It is forecasted that Japan’s offshore wind market will progress to more than 6 GW of capacity with the aid of ongoing auctions of seabed acreage and significant streamlining when it comes to the permitting of processes.
As per Clarkson’s Research, this growth is going to bring along with it the installation of 600 turbines by 2030, vis-à-vis the 59 turbines that are currently providing an installed capacity of 190 MW.
It is well to be noted that Clarksons Research has gone on to release on its Renewables Intelligence Network platform a fresh report that profiles the offshore wind sector of Japan, including an update when it comes to recent policy changes, capacity forecasts out to 2030, and the upcoming round of coverage of offshore wind auctions.
Although the Japanese wind market’s development has stalled in the last few years, it is now estimated to gain momentum as the government has started to revise its guidelines when it comes to the second round of auctions concerning offshore wind.
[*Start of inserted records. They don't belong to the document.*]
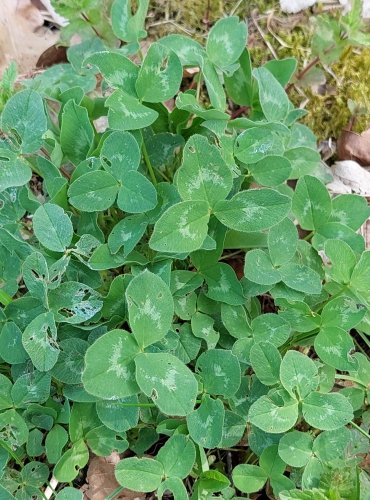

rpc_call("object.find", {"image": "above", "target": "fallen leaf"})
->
[337,129,370,165]
[0,0,58,77]
[327,160,370,196]
[81,453,145,500]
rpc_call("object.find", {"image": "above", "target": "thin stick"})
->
[350,422,370,440]
[334,374,368,389]
[141,134,157,185]
[357,330,370,349]
[229,0,244,16]
[252,16,278,59]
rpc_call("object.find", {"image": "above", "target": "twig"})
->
[350,422,370,440]
[81,12,103,38]
[44,476,58,500]
[252,15,278,59]
[231,106,251,120]
[229,0,244,16]
[286,56,320,92]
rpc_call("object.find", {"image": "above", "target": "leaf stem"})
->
[196,68,202,102]
[116,399,202,408]
[105,486,125,500]
[335,374,368,389]
[0,290,13,306]
[357,330,370,349]
[141,134,157,185]
[229,0,244,16]
[350,421,370,440]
The second round of auctions is going to see the seabed rights go as far as 1.8 GW of capacity, which will be awarded later in 2023, with 700 MW that will be awarded off the coast of Niigata, 692 MW that will be awarded off the coast of Akita, and also 424 MW off Nagasaki.
Apparently, when it comes to active capacity in Japan, it currently stands at 190 MW, post the commissioning of nation’s first commercial-scale offshore wind project in December last year and January 2023.
Almost 344 MW are currently under construction off Japan and will be online by 2025, whereas an additional 1.9 GW has gone on to secure offtake agreements.
Capacity growth in the country is all set to be carried out by local authorities as well as developers of the likes of Mitsubishi, TEPCO, and also global developers such as RWE. It is also estimated that floating foundations are likely going to be required in parts of the coastal areas of Japan because of deep waters.
Under the scope of its sixth strategic energy plan, Japan is looking to go ahead with wind power, both onshore and offshore, which is expected to account for 5% of the energy mix by the decade’s end. So as to achieve this feat, the government is aiming for a minimum of 5.7 GW of offshore wind capacity to go online by 2030. Besides this, the government also aims to reach 10 GW by 2030 and 30–45 GW by 2040.